1 Answer

Marco Borchert · Answer 1 · 2021-01-25T03:06:52+0000

Answer:

for k = 0, 1, 2

$\sqrt[3]{-2i}$ =
$\sqrt[3]{2}$ ( cos(90 + k*120) + i sin (90 + k*120) )

Choice: C. for k = 1

$\sqrt[3]{-2i}$ =
$\sqrt[3]{2}$ ( cos(210) + i sin (210) )

Explanation:

Rewrite -2i as 2*( 0 - i) = 2 * (sin π + i*cos π)

(-2i)^(1/3) = [2 (cos 3π/2 + i sin 3π/2) ]^(1/3)

(-2i)^(1/3) = 2^(1/3) (cos 3π/2 + i sin 3π/2)^(1/3)

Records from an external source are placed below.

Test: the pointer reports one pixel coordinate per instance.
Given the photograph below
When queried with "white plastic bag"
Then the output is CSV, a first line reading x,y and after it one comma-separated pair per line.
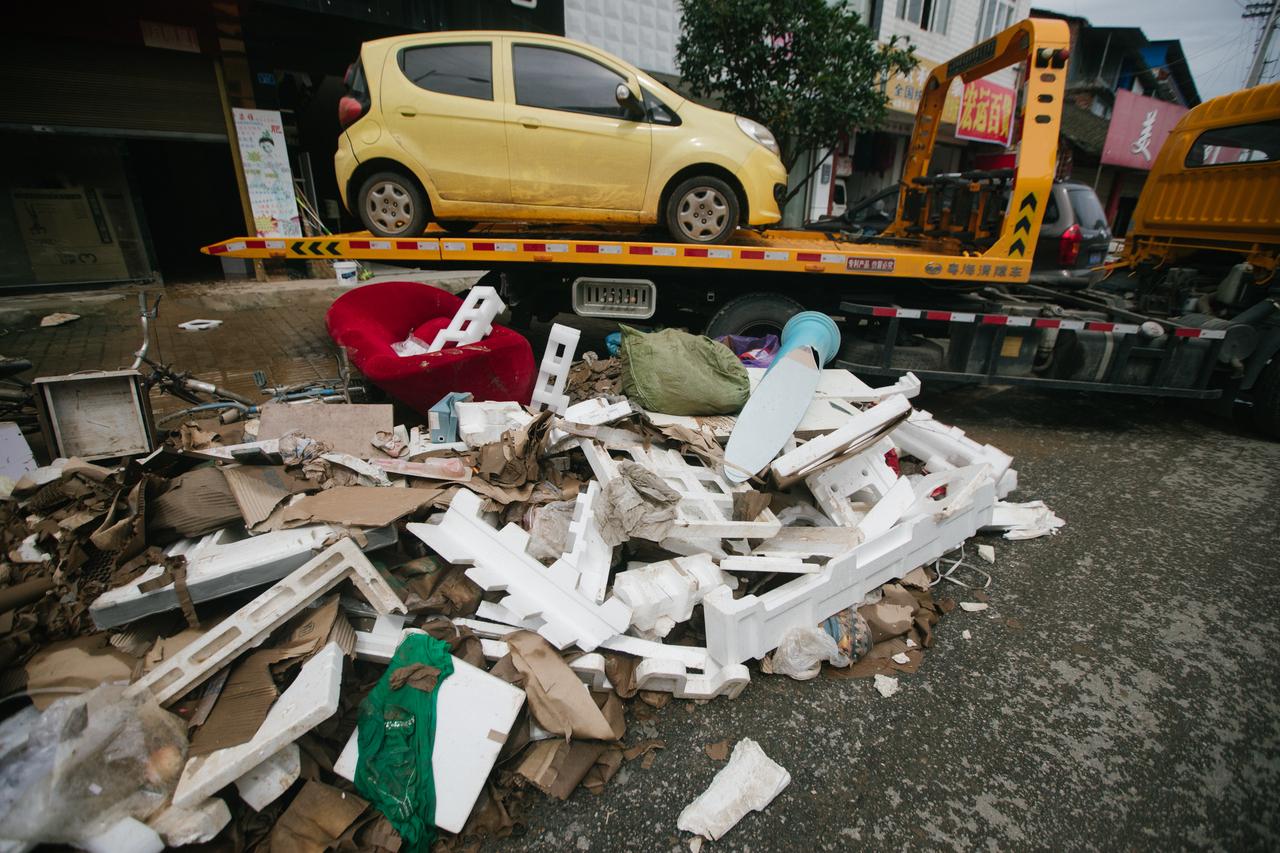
x,y
801,652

(-2i)^(1/3) = 2^(1/3) ( cos ((3π/2 + 2kπ)/3 ) + i sin ((3π/2 + 2kπ)/3 ) )

for k = 0, 1, 2

$\sqrt[3]{-2i}$ =
$\sqrt[3]{2}$ ( cos (π/2 + 2kπ/3) + i sin (π/2 + 2kπ/3) )

for k = 0, 1, 2

$\sqrt[3]{-2i}$ =
$\sqrt[3]{2}$ ( cos(90 + k*120) + i sin (90 + k*120) )

for k = 0, 1, 2

so we can let k = 0 and get:

$\sqrt[3]{-2i}$ =
$\sqrt[3]{2}$ ( cos(90) + i sin (90) )

for k = 1

$\sqrt[3]{-2i}$ =
$\sqrt[3]{2}$ ( cos(90 + 120) + i sin (90 + 120) )

$\sqrt[3]{-2i}$ =
$\sqrt[3]{2}$ ( cos(210) + i sin (210) )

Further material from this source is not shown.